Encontro o Primo Apa vasculhando uma lixeira na Rua XV. Absorto, não percebe minha presença. Como ele é vegano de coração, como eu, sua busca extrativista se concentra nos vegetais, nunca nas carnes. Uma alface murcha não deixa de ser alface. E um tomate podre pode ser aproveitado. É o que temos por hoje. Nas lixeiras próximas a restaurantes sempre sobra algo bom. O Primo Apa é um adepto das práticas tradicionais dos povos originários, e vive de extrair, ecologicamente, aquilo que a natureza dá. Cumprimento-o, alegre, pois sempre é um prazer conversar com homens cultos e vividos. Reparo nos farrapos em que ele está embrulhado, aparentando ter saído da lavanderia (ecologicamente correta, usa uma quantidade mínima de água reciclada) há poucos anos.


Nestes tempos de aquecimento global, diz o Apa, precisamos nos preparar. E a sabedoria dos povos originários, segundo ele, será a salvação do Brasil e do planeta. E do sistema solar, acrescenta, enigmaticamente. Ele critica a ministra Marina pela timidez e falta de visão ambiental. E a ministra Sônia, segundo ele, deveria ser proibida de usar o nome Guajajara, por ser uma traidora dos ideais nativo-americanos. Ele explica, em uma algaravia pouco compreensível, em que mistura línguas nativas – ianomanis e guaranis – com citações de filósofos alemães e gregos (ele ditou Sein und Zeit a Heidegger, que se apossou da autoria).


Sônia Guajajara e Marina, segundo ele, são contra a construção da Ferrogrão, que escoaria soja e trigo para os portos da Amazônia, com isso barateando o custo da exportação dessas comodities. Trata-se de uma sandice, segundo Apa. A ferrovia seria construída à margem da rodovia, com isso eliminando a necessidade de caminhões para o transporte da soja. A pegada ecológica seria bem menor, mas segundo ele vociferava entre dentes, insuficiente.

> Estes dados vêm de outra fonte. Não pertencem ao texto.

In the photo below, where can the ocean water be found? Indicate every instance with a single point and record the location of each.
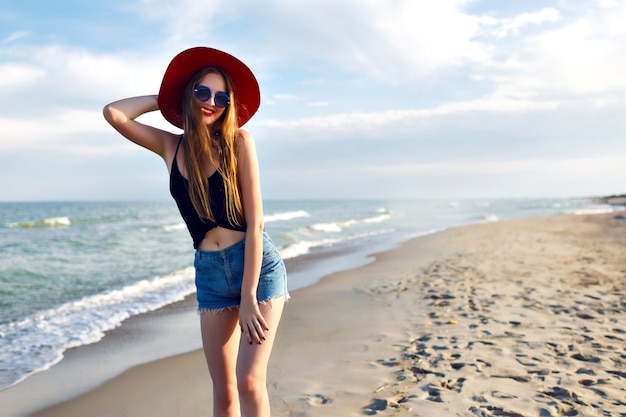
(70, 271)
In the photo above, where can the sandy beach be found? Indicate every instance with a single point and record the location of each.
(514, 318)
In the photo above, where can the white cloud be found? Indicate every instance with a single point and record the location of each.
(507, 27)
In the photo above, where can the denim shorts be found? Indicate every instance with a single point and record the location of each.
(219, 275)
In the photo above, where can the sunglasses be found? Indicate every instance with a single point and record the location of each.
(204, 94)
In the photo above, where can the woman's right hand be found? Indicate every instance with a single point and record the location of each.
(121, 115)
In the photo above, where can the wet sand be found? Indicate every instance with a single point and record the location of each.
(514, 318)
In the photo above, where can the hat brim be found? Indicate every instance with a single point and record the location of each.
(190, 61)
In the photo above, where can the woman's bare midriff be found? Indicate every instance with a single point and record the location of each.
(220, 238)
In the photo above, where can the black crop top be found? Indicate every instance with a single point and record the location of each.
(179, 188)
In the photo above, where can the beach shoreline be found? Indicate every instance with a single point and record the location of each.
(453, 323)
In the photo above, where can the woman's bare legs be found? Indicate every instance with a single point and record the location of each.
(252, 364)
(221, 342)
(238, 369)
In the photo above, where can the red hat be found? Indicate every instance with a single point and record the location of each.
(190, 61)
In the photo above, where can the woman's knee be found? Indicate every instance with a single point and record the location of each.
(225, 397)
(251, 385)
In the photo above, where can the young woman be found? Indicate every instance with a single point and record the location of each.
(241, 281)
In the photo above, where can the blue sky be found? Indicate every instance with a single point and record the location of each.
(360, 98)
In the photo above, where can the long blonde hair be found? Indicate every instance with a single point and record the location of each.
(199, 141)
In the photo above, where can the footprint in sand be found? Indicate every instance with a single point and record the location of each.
(317, 400)
(375, 406)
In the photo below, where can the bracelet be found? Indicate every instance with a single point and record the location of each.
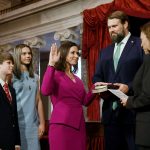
(51, 65)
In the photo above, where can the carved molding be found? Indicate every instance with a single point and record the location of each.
(35, 42)
(67, 34)
(52, 19)
(6, 47)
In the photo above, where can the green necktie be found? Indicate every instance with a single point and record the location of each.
(117, 56)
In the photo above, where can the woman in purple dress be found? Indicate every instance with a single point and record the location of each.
(67, 124)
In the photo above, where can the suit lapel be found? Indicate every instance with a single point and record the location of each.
(4, 97)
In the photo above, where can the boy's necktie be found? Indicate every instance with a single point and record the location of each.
(6, 89)
(117, 55)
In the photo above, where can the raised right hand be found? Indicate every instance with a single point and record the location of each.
(54, 55)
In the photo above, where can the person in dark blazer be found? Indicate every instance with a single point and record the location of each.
(9, 130)
(141, 99)
(118, 68)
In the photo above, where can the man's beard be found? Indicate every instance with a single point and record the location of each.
(118, 37)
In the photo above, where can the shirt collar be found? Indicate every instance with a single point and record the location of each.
(124, 41)
(2, 82)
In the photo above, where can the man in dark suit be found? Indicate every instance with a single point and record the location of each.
(9, 130)
(118, 63)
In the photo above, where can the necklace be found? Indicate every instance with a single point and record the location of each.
(70, 75)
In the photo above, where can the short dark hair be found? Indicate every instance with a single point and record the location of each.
(119, 15)
(64, 50)
(146, 30)
(5, 56)
(17, 61)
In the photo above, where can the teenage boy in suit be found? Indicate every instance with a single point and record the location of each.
(9, 130)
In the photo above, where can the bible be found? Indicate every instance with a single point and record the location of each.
(103, 88)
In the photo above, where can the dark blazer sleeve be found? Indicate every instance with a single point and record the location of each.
(17, 131)
(141, 87)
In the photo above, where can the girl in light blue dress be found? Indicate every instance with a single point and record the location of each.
(29, 104)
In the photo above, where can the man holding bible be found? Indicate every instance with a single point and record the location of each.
(118, 63)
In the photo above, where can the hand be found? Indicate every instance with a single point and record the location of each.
(101, 83)
(124, 102)
(41, 130)
(17, 147)
(54, 55)
(122, 87)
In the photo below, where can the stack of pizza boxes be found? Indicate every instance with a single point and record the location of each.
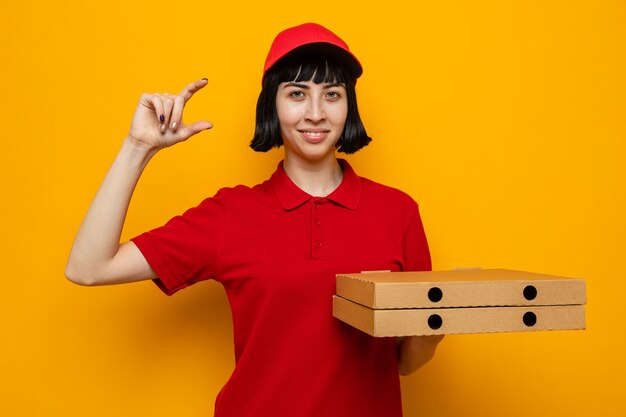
(458, 301)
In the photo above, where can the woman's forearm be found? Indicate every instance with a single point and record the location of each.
(98, 239)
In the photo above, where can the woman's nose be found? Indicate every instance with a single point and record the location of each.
(315, 111)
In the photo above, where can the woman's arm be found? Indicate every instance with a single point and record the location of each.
(97, 258)
(415, 351)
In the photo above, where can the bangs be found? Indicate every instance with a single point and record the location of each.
(319, 69)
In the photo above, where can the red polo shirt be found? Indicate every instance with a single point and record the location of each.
(276, 250)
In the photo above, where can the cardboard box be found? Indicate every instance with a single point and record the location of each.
(467, 301)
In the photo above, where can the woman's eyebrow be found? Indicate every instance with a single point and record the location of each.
(333, 85)
(296, 84)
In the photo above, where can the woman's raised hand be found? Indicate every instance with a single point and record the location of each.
(157, 122)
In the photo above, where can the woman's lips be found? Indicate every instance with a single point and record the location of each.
(314, 136)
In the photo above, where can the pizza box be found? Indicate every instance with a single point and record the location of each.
(454, 302)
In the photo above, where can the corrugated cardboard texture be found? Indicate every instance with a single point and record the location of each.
(415, 322)
(464, 288)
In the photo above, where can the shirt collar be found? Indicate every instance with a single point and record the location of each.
(290, 196)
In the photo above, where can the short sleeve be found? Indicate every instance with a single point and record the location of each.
(184, 250)
(416, 251)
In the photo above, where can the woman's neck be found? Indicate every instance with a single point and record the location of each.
(317, 178)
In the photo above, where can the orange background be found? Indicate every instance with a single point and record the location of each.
(506, 121)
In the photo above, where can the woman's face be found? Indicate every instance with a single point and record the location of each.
(312, 117)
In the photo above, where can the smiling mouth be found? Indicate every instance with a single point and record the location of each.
(314, 135)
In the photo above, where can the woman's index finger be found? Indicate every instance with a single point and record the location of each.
(193, 88)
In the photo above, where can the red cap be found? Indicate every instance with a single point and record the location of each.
(311, 38)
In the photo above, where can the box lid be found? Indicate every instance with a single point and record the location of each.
(459, 288)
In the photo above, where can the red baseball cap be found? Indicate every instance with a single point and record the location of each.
(315, 39)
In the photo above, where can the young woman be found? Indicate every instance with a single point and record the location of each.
(276, 247)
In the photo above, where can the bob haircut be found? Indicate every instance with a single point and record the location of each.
(319, 69)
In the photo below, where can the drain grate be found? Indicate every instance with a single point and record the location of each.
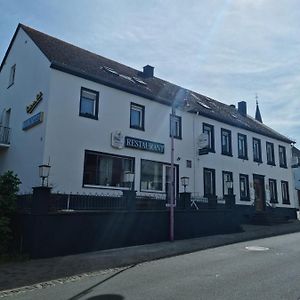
(257, 248)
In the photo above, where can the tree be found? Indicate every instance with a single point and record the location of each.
(9, 186)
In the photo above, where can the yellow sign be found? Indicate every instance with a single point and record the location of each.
(30, 108)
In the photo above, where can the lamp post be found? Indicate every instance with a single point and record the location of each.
(185, 182)
(44, 171)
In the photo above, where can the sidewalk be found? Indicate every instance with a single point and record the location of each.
(14, 275)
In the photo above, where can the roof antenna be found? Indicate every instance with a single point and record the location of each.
(257, 113)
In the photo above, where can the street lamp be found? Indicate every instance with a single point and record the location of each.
(44, 171)
(185, 182)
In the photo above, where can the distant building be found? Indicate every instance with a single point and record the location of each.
(95, 121)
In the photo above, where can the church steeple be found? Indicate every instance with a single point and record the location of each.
(257, 113)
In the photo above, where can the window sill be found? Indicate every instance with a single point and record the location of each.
(227, 154)
(89, 116)
(243, 157)
(137, 128)
(106, 187)
(245, 199)
(10, 85)
(283, 166)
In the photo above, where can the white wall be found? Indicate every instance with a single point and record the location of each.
(69, 135)
(25, 153)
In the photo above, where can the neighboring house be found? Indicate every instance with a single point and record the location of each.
(296, 172)
(95, 120)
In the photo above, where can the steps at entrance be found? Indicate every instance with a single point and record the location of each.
(265, 218)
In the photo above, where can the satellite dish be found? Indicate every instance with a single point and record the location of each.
(203, 140)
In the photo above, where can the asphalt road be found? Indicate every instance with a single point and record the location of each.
(229, 272)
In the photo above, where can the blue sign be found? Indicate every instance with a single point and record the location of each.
(33, 121)
(140, 144)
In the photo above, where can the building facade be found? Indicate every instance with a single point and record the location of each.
(95, 121)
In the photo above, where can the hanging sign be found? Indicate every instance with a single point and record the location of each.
(145, 145)
(117, 139)
(30, 108)
(33, 121)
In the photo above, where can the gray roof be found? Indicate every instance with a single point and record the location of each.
(74, 60)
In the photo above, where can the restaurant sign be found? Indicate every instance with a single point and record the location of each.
(33, 121)
(145, 145)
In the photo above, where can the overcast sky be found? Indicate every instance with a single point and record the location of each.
(229, 50)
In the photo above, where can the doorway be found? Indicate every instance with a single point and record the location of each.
(259, 193)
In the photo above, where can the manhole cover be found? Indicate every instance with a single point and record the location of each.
(256, 248)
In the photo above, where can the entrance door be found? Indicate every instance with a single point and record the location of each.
(259, 193)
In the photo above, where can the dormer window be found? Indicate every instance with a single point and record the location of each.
(12, 75)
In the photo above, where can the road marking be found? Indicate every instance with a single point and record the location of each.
(257, 248)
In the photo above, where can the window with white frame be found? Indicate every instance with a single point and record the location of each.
(282, 157)
(270, 153)
(89, 102)
(273, 191)
(285, 192)
(209, 182)
(226, 142)
(227, 177)
(257, 150)
(175, 126)
(12, 75)
(209, 130)
(244, 187)
(137, 116)
(242, 146)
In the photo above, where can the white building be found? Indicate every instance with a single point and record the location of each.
(93, 120)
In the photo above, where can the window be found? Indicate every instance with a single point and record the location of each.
(270, 154)
(106, 170)
(273, 191)
(244, 187)
(209, 182)
(137, 116)
(175, 130)
(226, 142)
(257, 150)
(209, 130)
(285, 192)
(227, 176)
(12, 75)
(151, 175)
(282, 157)
(188, 163)
(89, 102)
(242, 146)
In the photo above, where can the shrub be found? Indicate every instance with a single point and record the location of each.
(9, 186)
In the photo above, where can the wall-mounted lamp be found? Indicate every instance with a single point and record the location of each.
(185, 182)
(44, 171)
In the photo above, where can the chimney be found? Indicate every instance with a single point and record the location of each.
(148, 71)
(242, 108)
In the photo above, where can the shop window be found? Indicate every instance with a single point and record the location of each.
(106, 170)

A solução que Marina e Sônia sabem, mas por miopia se recusam a admitir, é o retorno às práticas tradicionais dos povos nativos, que deu certo durante centenas de anos, preservando a floresta e garantindo uma vida melhor para os povos indígenas, ou seja, carregar os produtos no lombo dos nativos. Na realidade, das mulheres originárias, porque os machos originários se dedicam à caça e pesca, deixando às mulheres e crianças a tarefa de transporte. Em sua sabedoria, os povos originários mantem as mulheres e crianças fazendo atividades que não exigem capacidade intelectual, somente física. É a sabedoria ancestral dos povos nativo-americanos e não deve ser desrespeitada.


Pegada de carbono zero!”, gritava o primo entre perdigotos e o hálito de um uísque doze anos, achado perto de uma loja de conveniências.



Primo Apa é descendente de uma das tribos originárias que povoaram o Brasil, antes da chegada dos portugueses. Essas tribos se acasalaram com paulistas e construíram uma aldeia, chamada Piratininga. Seu sonho é construir o Reino da Apalândia, ocupando as terras imemoriais indígenas, do Mar do Caribe à Patagônia, onde as tribos poderão viver em paz, de acordo com seus costumes e tradições. Curitiba voltará a ser a Terra de Muito Pinhão, onde poderemos pescar lambaris no Rio Belém, vivendo em pacíficas comunidades construídas com os restos da falida civilização européia.